Crônica: Medo da Velhice
Walcyr Carrasco
HÁ POUCOS DIAS EU ESTAVA no aeroporto, prestes
a pegar a ponte aérea. Carregava a maleta um tanto pesada, com livros, agendas,
remédio para o colesterol e tudo aquilo que dá medo de despachar e perder.
Andei até o avião. Meu ombro doía. De
repente me veio a sensação.
— O que farei quando for idoso e não der conta
de levar este peso?
Foi desconfortável. À medida que fico maduro,
tomo consciência de que a cidade é feita para quem está no auge da saúde, com
força total. Não gosto de chover no molhado, e cair em saudosismo romântico,
dizendo que antes era bem melhor. Mas há uns trinta anos eu quebrei o braço
direito e andei de tipoia um bom tempo. Nunca havia imaginado que as pessoas
pudessem ser tão simpáticas e solidárias. Sempre havia alguém para me ajudar a
subir no ônibus ou carregar meus livros escolares. Ofereciam-me o lugar para
sentar. Uma colega copiava as anotações da universidade no meu caderno. Agora
parece que esse tipo de solidariedade automática, desinteressada, anda em
extinção. São frequentes as reportagens sobre as peruas que não param para
idosos. Quando saiu a lei do passe livre, minha mãe e minhas tias se divertiam
visitando-se mutuamente. Sentiam-se especiais, bem-cuidadas. Hoje me dói o
coração quando passo em frente a um ponto de ônibus e vejo um grupo de velhas,
muitas vezes no vento e no frio, esperando um tempo absurdo pelo transporte —
como se fosse uma esmola. Pior: nem que queiram pagar conseguem. Muitos
motoristas fogem diante dos cabelos brancos.

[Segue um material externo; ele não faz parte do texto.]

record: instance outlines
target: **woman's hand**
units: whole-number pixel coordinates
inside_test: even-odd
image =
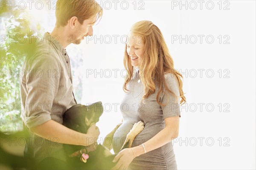
[[[132,149],[124,149],[114,158],[113,162],[118,162],[111,170],[126,170],[134,158],[134,155]]]

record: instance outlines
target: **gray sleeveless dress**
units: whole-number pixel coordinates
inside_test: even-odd
[[[165,75],[169,88],[176,95],[180,92],[177,80],[173,74]],[[113,150],[115,153],[119,151],[127,133],[136,122],[144,123],[143,130],[137,135],[132,147],[139,145],[150,139],[165,127],[164,119],[177,115],[180,117],[180,98],[175,98],[170,94],[160,96],[162,103],[168,104],[161,107],[157,102],[155,92],[141,101],[144,95],[143,86],[138,73],[127,86],[129,91],[125,93],[121,103],[120,109],[123,123],[116,131],[113,140]],[[176,99],[176,100],[175,100]],[[172,142],[141,155],[135,158],[130,164],[130,170],[175,170],[177,169],[175,154]]]

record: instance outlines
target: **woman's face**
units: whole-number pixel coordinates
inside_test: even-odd
[[[144,53],[144,42],[141,36],[129,34],[128,37],[126,52],[131,58],[131,65],[137,66]]]

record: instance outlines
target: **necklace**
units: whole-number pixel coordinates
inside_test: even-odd
[[[131,92],[131,95],[132,96],[132,97],[133,98],[137,98],[137,97],[138,96],[139,96],[140,95],[140,94],[143,92],[143,90],[142,90],[142,91],[137,96],[136,96],[136,97],[134,97],[134,96],[133,92],[134,92],[134,86],[135,86],[135,82],[136,82],[136,78],[137,78],[136,76],[135,76],[135,78],[134,79],[134,86],[132,89],[132,91]],[[139,80],[138,80],[138,83],[140,83],[140,80],[139,79]],[[136,86],[139,87],[139,86],[141,86],[142,85],[142,84],[140,84],[140,86]]]

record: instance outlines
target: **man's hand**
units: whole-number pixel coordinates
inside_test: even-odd
[[[114,158],[113,162],[118,161],[116,164],[111,170],[126,170],[134,158],[134,155],[132,149],[125,148],[121,150]]]
[[[88,130],[87,130],[86,135],[87,136],[86,141],[88,142],[88,144],[87,144],[87,146],[93,144],[96,142],[96,141],[98,139],[99,135],[99,130],[95,124],[93,124],[89,128]]]

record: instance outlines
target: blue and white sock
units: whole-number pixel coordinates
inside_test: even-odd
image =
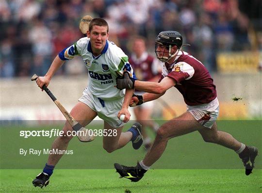
[[[128,131],[130,131],[132,133],[132,139],[131,139],[131,140],[133,141],[134,140],[135,140],[135,139],[138,135],[138,132],[137,132],[137,130],[133,127],[131,127],[128,130]]]
[[[52,175],[52,174],[53,174],[54,168],[54,166],[48,165],[47,163],[46,163],[46,166],[43,170],[43,172],[48,174],[50,176]]]
[[[148,170],[150,169],[150,166],[147,166],[146,165],[144,164],[144,162],[143,162],[143,160],[139,162],[139,165],[140,165],[141,168],[142,168],[144,170]]]

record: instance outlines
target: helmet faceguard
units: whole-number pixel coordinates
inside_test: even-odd
[[[182,35],[178,32],[168,31],[162,32],[157,36],[155,42],[155,52],[158,59],[162,62],[166,62],[171,57],[175,56],[178,53],[182,44],[183,39]],[[157,51],[158,46],[164,46],[164,51]],[[175,49],[174,46],[176,46],[177,49]],[[160,56],[160,53],[163,53]],[[167,53],[168,56],[165,53]]]

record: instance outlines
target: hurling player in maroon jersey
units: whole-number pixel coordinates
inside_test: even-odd
[[[134,88],[147,92],[142,96],[133,96],[130,102],[132,106],[156,99],[175,87],[183,95],[187,111],[160,126],[151,149],[136,166],[115,163],[116,171],[122,177],[138,181],[161,157],[169,139],[197,131],[205,141],[234,150],[244,163],[246,174],[249,175],[254,168],[258,149],[246,145],[230,134],[217,130],[219,103],[213,80],[200,61],[180,50],[182,45],[182,36],[177,32],[162,32],[158,35],[155,52],[157,58],[164,62],[158,83],[136,81],[127,72],[117,79],[118,88]]]
[[[132,43],[132,53],[129,57],[129,63],[135,72],[137,80],[143,81],[157,82],[161,75],[162,63],[155,57],[146,51],[144,37],[135,37]],[[135,94],[142,95],[145,92],[135,90]],[[148,150],[151,145],[151,139],[147,134],[146,128],[148,127],[156,132],[159,127],[157,123],[151,118],[154,101],[150,101],[138,105],[133,108],[136,121],[142,125],[142,134],[144,145]]]

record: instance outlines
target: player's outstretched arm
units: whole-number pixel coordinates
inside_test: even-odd
[[[154,94],[161,94],[176,85],[176,81],[168,76],[160,83],[145,82],[135,80],[130,77],[127,72],[124,72],[121,77],[116,78],[116,88],[120,89],[136,88],[138,90]]]
[[[125,98],[122,105],[122,108],[117,115],[118,119],[120,119],[121,115],[125,115],[125,119],[123,121],[124,123],[128,122],[130,119],[131,115],[128,111],[128,107],[129,106],[130,101],[131,100],[134,91],[134,90],[133,89],[127,89],[126,90],[126,94],[125,94]]]
[[[137,95],[136,94],[133,94],[131,101],[130,101],[129,106],[136,106],[138,105],[142,105],[144,103],[153,101],[154,100],[158,99],[161,96],[163,95],[165,93],[165,92],[161,94],[146,93],[144,94],[143,95]]]
[[[176,81],[169,77],[164,77],[160,83],[135,81],[134,88],[145,92],[160,94],[176,85]]]
[[[46,85],[47,87],[55,72],[64,63],[65,61],[62,60],[58,55],[56,56],[45,76],[39,76],[36,79],[36,84],[38,87],[42,88],[43,86]],[[42,89],[42,91],[43,91],[43,89]]]

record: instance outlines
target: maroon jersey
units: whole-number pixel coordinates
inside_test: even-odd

Se entro em uma loja vejo uma senhora idosa examinando
um artigo em promoção, invariavelmente a vendedora está com ar impaciente.
Prefere atender gente com vontade de comprar mais depressa. Pessoas idosas são
muitas vezes solitárias. Gostam de conversar um pouco mais, de ter uma conversa
amigável com o vendedor, com o garçom. Soube de uma senhora, de origem
norte-americana, que ficou sozinha no mundo. Mudou-se para um hotel médio, no
centro da cidade, para sentir-se mais segura e protegida. Eu costumava jantar
no restaurante desse hotel. Invariavelmente ouvia queixas de que ela era chata,
impaciente, que reclamava muito. Ninguém parecia entender que se tratava de uma
mulher sem parentes, em um país estranho, provavelmente assustada.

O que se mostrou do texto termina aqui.